A ocupação e dominação de espaços da sociedade pelo crime organizado
- Pedro Papastawridis

- 27 de ago. de 2020
- 3 min de leitura
Suponhamos que você viva numa comunidade em que a máquina pública pouco se faz presente no dia a dia da população: faltam escolas e hospitais, o policiamento ostensivo é precário e a coleta de lixo ocorre em intervalos de tempo muito extensos. Apesar disso, as contas chegam, o carnê do IPTU também e os impostos que custeiam esses serviços continuam embutidos nos produtos que você adquire na mercearia ou no supermercado. Para piorar, a cada dois anos aparecem seres extraterrestres apertando a sua mão, beijando o rosto de crianças, gritando “Glória a Deus!” e pedindo o seu voto.

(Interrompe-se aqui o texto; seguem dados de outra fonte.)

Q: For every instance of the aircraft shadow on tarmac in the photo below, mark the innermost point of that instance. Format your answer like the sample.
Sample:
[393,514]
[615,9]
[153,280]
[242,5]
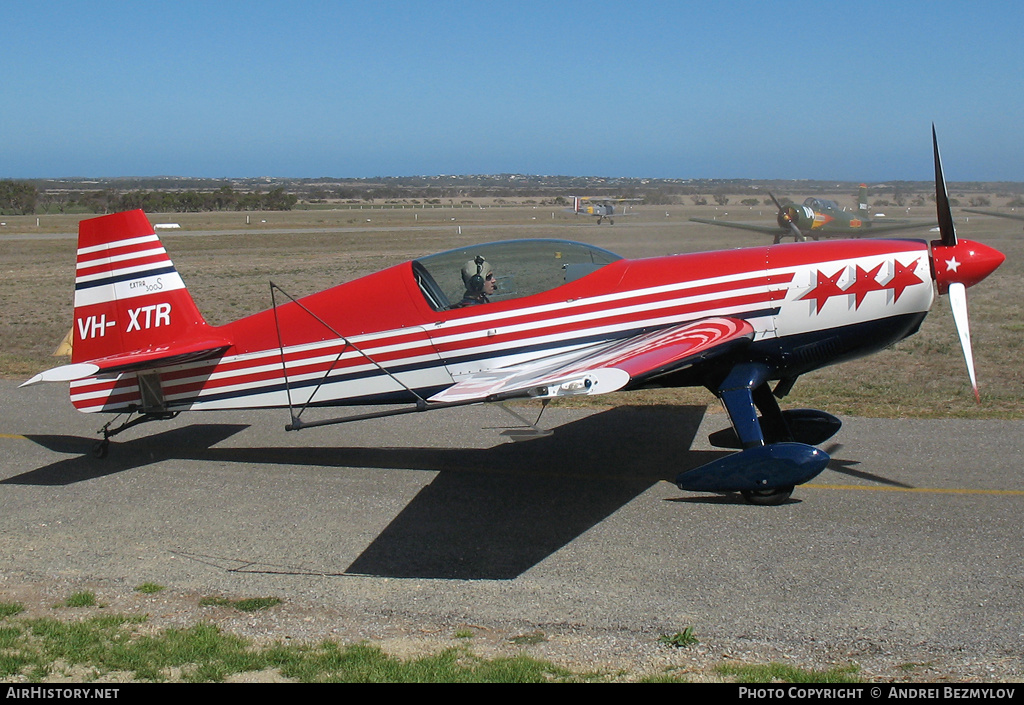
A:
[488,513]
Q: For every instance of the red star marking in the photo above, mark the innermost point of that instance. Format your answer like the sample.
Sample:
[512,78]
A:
[903,277]
[866,281]
[825,289]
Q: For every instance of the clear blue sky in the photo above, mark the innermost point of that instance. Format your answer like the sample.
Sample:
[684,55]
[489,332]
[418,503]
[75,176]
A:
[802,89]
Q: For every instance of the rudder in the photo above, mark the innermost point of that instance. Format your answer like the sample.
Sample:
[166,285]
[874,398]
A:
[129,298]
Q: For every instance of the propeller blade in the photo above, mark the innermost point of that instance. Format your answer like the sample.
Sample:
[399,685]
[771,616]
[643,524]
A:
[957,302]
[946,229]
[798,236]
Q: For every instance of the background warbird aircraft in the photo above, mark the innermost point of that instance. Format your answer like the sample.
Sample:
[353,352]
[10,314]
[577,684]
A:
[568,319]
[819,217]
[600,207]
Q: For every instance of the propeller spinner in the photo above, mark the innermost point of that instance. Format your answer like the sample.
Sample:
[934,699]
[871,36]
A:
[957,264]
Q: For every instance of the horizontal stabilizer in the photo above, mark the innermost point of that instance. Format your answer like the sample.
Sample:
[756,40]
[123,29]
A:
[128,362]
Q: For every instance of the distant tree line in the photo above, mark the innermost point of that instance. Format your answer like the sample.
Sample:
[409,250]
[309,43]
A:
[19,198]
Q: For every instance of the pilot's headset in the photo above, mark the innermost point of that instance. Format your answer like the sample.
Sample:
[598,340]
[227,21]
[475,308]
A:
[474,273]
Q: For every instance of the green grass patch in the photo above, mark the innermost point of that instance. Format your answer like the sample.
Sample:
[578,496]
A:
[85,598]
[245,605]
[148,588]
[776,672]
[100,646]
[680,638]
[10,609]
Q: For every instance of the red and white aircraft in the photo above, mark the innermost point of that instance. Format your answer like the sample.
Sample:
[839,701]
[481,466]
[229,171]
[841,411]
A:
[566,319]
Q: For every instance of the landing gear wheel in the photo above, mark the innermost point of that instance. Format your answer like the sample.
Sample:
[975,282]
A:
[774,497]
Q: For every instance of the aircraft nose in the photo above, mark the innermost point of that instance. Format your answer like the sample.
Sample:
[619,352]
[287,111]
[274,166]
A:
[966,262]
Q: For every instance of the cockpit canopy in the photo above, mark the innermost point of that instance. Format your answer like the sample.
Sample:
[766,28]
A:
[521,267]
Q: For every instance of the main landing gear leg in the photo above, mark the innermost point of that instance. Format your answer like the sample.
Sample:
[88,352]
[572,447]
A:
[770,463]
[743,394]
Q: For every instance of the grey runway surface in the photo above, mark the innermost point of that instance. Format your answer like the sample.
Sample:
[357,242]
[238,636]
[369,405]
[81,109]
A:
[908,547]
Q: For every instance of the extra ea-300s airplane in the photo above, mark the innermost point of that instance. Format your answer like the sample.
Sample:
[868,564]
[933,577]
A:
[579,321]
[819,217]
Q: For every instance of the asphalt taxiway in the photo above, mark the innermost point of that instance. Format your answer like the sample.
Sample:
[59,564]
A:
[909,545]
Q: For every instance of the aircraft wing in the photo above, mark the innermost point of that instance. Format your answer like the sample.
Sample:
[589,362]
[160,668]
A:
[767,230]
[606,367]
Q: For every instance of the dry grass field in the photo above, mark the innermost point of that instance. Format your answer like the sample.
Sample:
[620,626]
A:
[227,262]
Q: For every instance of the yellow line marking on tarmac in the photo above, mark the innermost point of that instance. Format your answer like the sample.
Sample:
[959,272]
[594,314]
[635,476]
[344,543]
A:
[930,490]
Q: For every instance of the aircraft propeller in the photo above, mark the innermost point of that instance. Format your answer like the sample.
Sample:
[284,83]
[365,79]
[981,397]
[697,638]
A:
[957,264]
[785,217]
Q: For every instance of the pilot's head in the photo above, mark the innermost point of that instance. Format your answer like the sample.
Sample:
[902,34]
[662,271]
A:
[478,277]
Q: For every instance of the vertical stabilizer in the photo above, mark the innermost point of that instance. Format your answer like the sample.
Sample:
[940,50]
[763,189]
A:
[129,299]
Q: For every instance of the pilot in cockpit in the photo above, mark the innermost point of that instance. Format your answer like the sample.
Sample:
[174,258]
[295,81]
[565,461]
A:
[478,277]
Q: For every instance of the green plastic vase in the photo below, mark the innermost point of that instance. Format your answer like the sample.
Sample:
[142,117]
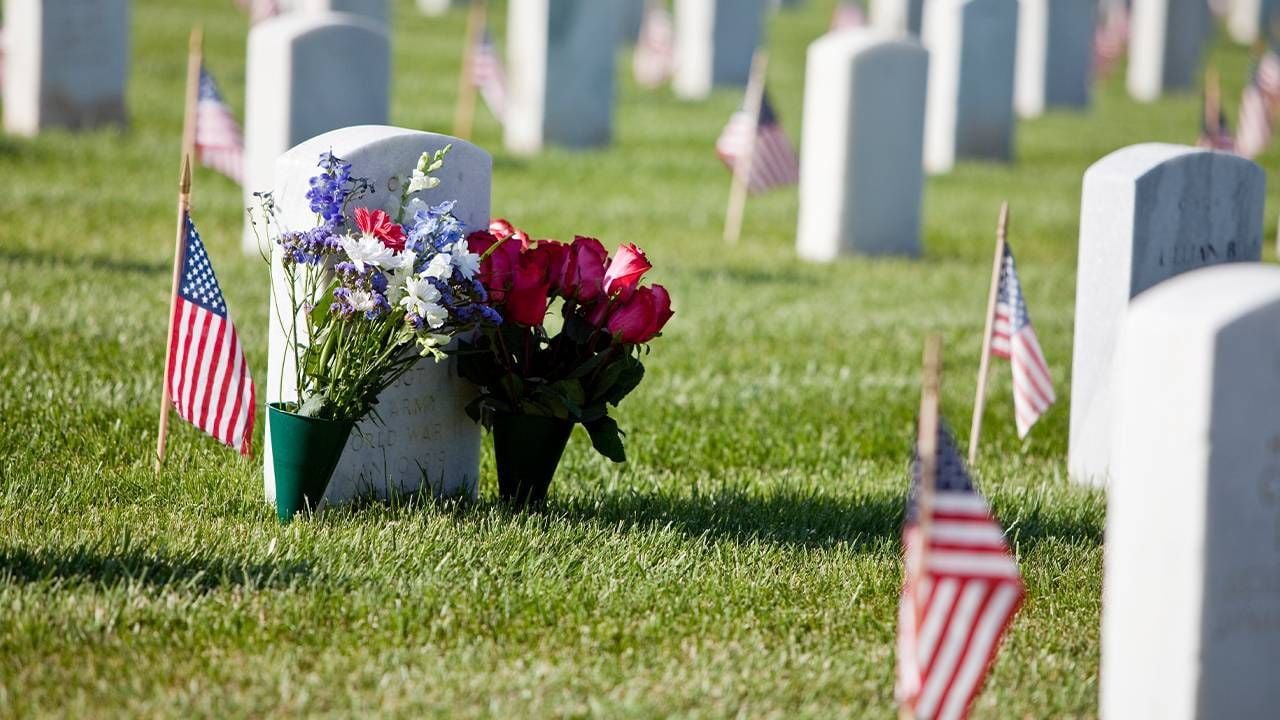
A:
[528,449]
[305,451]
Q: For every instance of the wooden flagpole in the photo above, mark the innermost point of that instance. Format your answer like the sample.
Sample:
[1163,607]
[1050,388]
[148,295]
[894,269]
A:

Ao fazer essa suposição e olhar para a realidade de cerca de 80% da população do Brasil, você vai começar a perceber que essa suposição é algo real para muitos, e não somente enredo de novela ou de produção acadêmica.
E como essa realidade, rodeada de serviços precários, IPTU e ICMS caros e seres extraterrestres que abduzem o seu voto, consegue perdurar por tanto tempo na vida de muitos?
Há duas formas básicas de conquistar e se manter no poder: pela força e pelo convencimento. Pela força, a pessoa assume o poder causando lesão física a outros. Quanto ao convencimento, a pessoa explora o racional e o emocional de cada um, fazendo os outros crerem que a resistência ao poder estabelecido causará mais danos do que benefícios pessoais.
Um caso concreto das duas formas básicas de poder observamos em algumas comunidades dominadas por narcomilicianos no Estado do Rio de Janeiro: de um lado, existem o político que atua na região e o líder que atua numa religião, ambos tentando conquistar e influenciar almas na base do diálogo e de citações bíblicas; do outro, existem narcomilicianos ameaçando, agredindo e executando moradores que não aceitam as determinações dos criminosos.
O exposto até aqui serve para mostrar como a ocupação e dominação de espaços da sociedade costuma operar em diversas regiões do nosso Brasil. O que começa com a ausência efetiva de um Estado, que só faz questão de aparecer nos tributos da nota fiscal e nas urnas em período eleitoral, descamba para a dominação e opressão de parcelas da sociedade por grupos que operam nas sombras do poder estatal. E não importa se a dominação é mansa, com palavras doces, promessas vagas e dizeres religiosos, ou violenta. Grupos que se consideram deuses da vida alheia passam a ocupar espaços esquecidos pelo aparato estatal, ampliam o controle territorial e, com o tempo, assumem influência sociopolítica local, regional e a nível nacional.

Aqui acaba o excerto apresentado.